X Close

Judith Butler n’est plus féministe

BARCELONE, CATALOGNE, ESPAGNE - 2018/10/15 : La philosophe post-structuraliste et féministe Judith Butler est vue lors de son discours à la Biennale de la pensée à Barcelone. Organisée par le Conseil municipal de Barcelone, la Biennale de la pensée réunit des spécialistes internationaux de la culture, de la philosophie et de la pensée avec des débats sur le sens actuel de la ville. (Photo de Paco Freire/SOPA Images/LightRocket via Getty Images)

décembre 18, 2024 - 2:30pm

Le mois de mars prochain marque 35 ans depuis la publication de Gender Trouble, un livre qui, selon les mots de son auteur Judith Butler, « était important pour beaucoup de gens car il leur a permis de voir qu’ils étaient nés dans un monde où il y avait de très fortes attentes sur ce que cela signifie d’être un homme ou une femme ».

Pour être juste, ce n’était guère le premier ouvrage à le faire. On pourrait se tourner vers A Vindication of the Rights of Woman de Mary Wollstonecraft, ou The Second Sex de Simone de Beauvoir, ou vers d’innombrables livres, discours et essais féministes qui critiquent les stéréotypes de genre. Si Gender Trouble est original, ce n’est pas pour ce qu’il ajoute au débat, mais pour l’insight qu’il dépouille. C’est une analyse féministe avec tout le féminisme retiré.

Butler nous rappelle ce féminisme non-féministe dans une interview avec El País de Iker Seisdedos publiée dimanche.
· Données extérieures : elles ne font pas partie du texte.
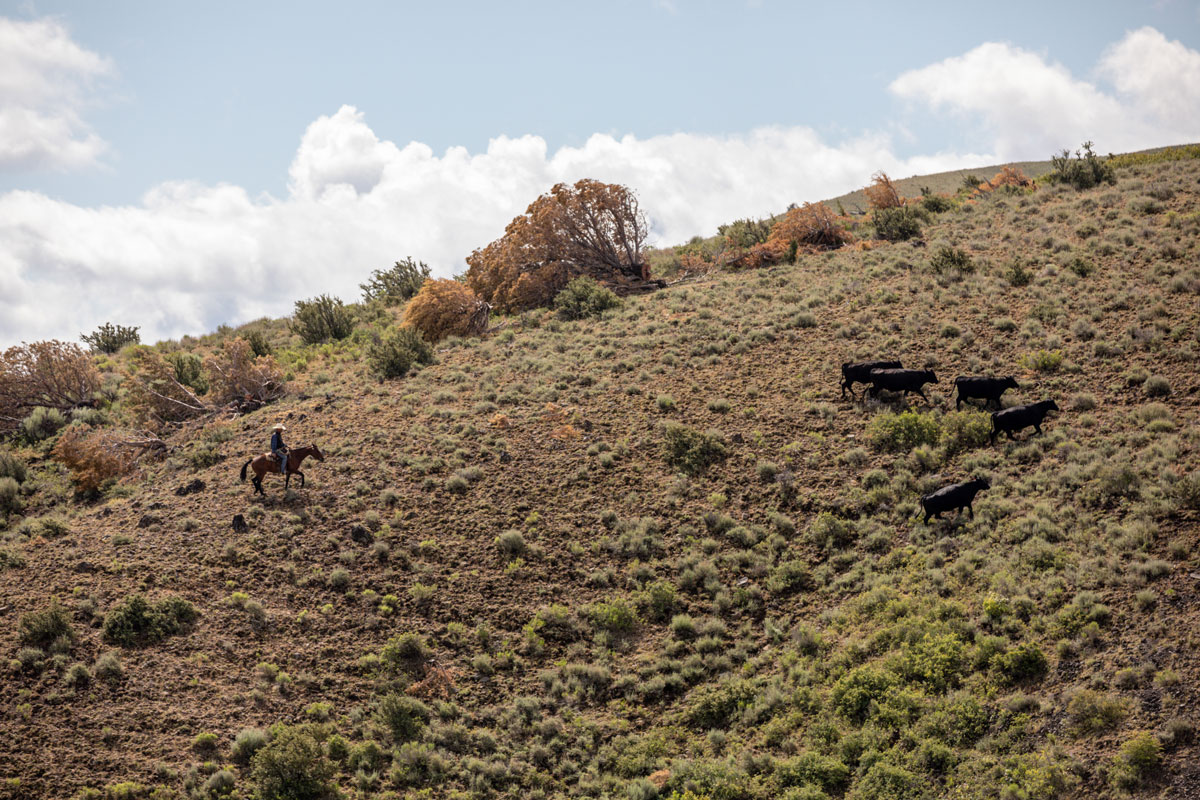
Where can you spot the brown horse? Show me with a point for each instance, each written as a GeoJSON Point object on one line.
{"type": "Point", "coordinates": [265, 463]}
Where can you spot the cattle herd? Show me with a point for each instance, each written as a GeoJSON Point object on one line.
{"type": "Point", "coordinates": [892, 377]}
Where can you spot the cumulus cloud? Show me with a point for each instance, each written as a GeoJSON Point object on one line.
{"type": "Point", "coordinates": [191, 257]}
{"type": "Point", "coordinates": [1030, 107]}
{"type": "Point", "coordinates": [43, 82]}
Ici, elle décrit Gender Trouble comme ayant dit à ceux qui échouent à répondre aux attentes de genre de considérer « cet échec » comme « en réalité très prometteur s’il est considéré à travers le prisme d’un esprit autonome qui dévie du chemin, ne s’accordant pas à respecter les normes, trouvant un autre chemin ».

Au cas où vous vous poseriez la question, il n’y a pas de détails précis concernant ce « autre chemin ». Il est difficile de ne pas penser que Martha Nussbaum a mis dans le mille dans son essai de 1999 « Professor of Parody », dans lequel elle suggérait que Butler préférait « des actes sexy de subversion parodique à tout changement matériel ou institutionnel durable ». Certes, quoi que l’on entende par « un autre chemin », ce n’est pas un défi sérieux aux normes de genre, ni aux structures oppressives qu’elles servent à renforcer. Essayez de vous engager dans cela, et vous vous retrouverez accusé par Butler d’« opérer dans une logique fasciste », peut-être même de vous allier avec l’extrême droite pour instiguer un « fantasme sur le genre ». Butler pourrait prétendre ne pas aimer les « fortes attentes » sur ce que cela signifie d’être une femme, mais elle n’aime certainement pas les femmes qui échouent à être douces, conformes et toujours prêtes à « ouvrir la catégorie et inviter d’autres personnes ».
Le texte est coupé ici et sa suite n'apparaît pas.